A íntegra da lei está no endereço http://www.govtrack.us/data/us/bills.text/110/h/h6.pdf
É enorme.

Na parte dos biofuels (veja TITLE II--ENERGY SECURITY THROUGH INCREASED PRODUCTION OF BIOFUELS, Subtitle A--Renewable Fuel Standard), a lei fixa volumes mínimos de biofuels, por tipo, a serem utilizados em cada ano. Em 2008, serão 9 bilhões de galões. A partir de 2009, a lei manda introduzir tipos específicos de biofuels e o volume de etanol de milho sai por diferença entre o total de biofuels e o mínimo de " advanced biofuels" (segunda geração de biofuels). A lei também prevê que o governo (sem o Congresso) faça revisões dos volumes caso haja indícios de que os volumes estabelecidos pela lei não serão atingidos.


O artigo "Ethanol carve-outs in the RFS" ressalta o efeito positivo da aprovação da lei, na medida em que mostra o compromisso do Congresso americano com o desenvolvimento das fontes alternativas de energia. Este artigo traz também uma tabela que ajuda a entender os números da nova lei.

O artigo do New York Times "As Ethanol Takes Its First Steps, Congress Proposes a Giant Leap" comenta a nova lei e as metas estabelecidas, de um jeito bem americano - quero dizer, colocando opiniões e dados a favor e contra a lei, diferente do Brasil, onde o/a jornalista normalmente escolhe um único lado.

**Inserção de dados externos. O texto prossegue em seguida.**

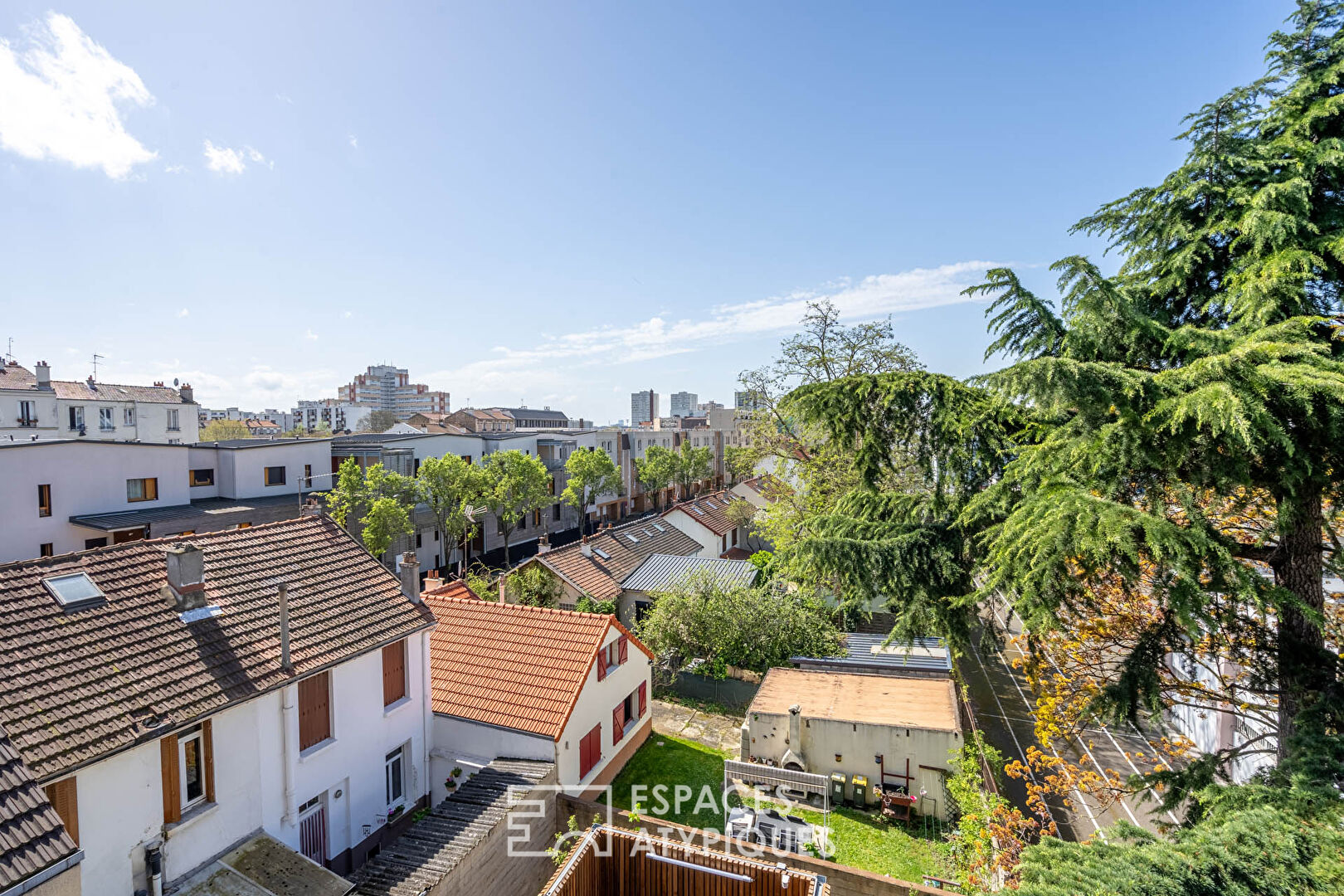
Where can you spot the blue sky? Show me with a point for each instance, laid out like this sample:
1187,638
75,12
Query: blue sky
559,203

O artigo usa alguns números na discussão. Em 2007: o consumo americano de etanol será de 7 bilhões de galões, substituindo 4% da gasolina consumida, volume superior ao programado pela lei de 2005; 20% da produção de milho está destinada ao etanol.

Sob a nova legislação, o etanol de milho deverá atingir 15 bilhões de galões em 2015 (resultante da diferença entre 20,5 bilhões de galões de biofuels e 5,5 bilhões de "advanced biofuels" estabelecidos no texto da nova lei), 24 bilhões de galões em 2017 e 36 bilhões de galões em 2022. Os advanced biofuels deverão chegar a 9 bilhões de galões em 2017 e a 21 bilhões de galões em 2022.

Aaron Brady, um especialista em etanol da Cambridge Energy Research Associates estima que para o cumprimento das metas estabelecidas sejam necessárias mais que 100 novas plantas produtoras de etanol de milho e no mínimo 200 novas plantas de outros combustíveis de biomassa - número que pode ser superior dependendo do desenvolvimento tecnológico. A referência do passado é mencionada no mesmo artigo, que cita a Renewable Fuels Association como fonte: com a lei de 2005, o número de destilarias cresceu para 134 em 2007 (de 81 em janeiro de 2005) e as plantas em construção ou expansão atingiu 77 em 2007 (de 16 em 2005).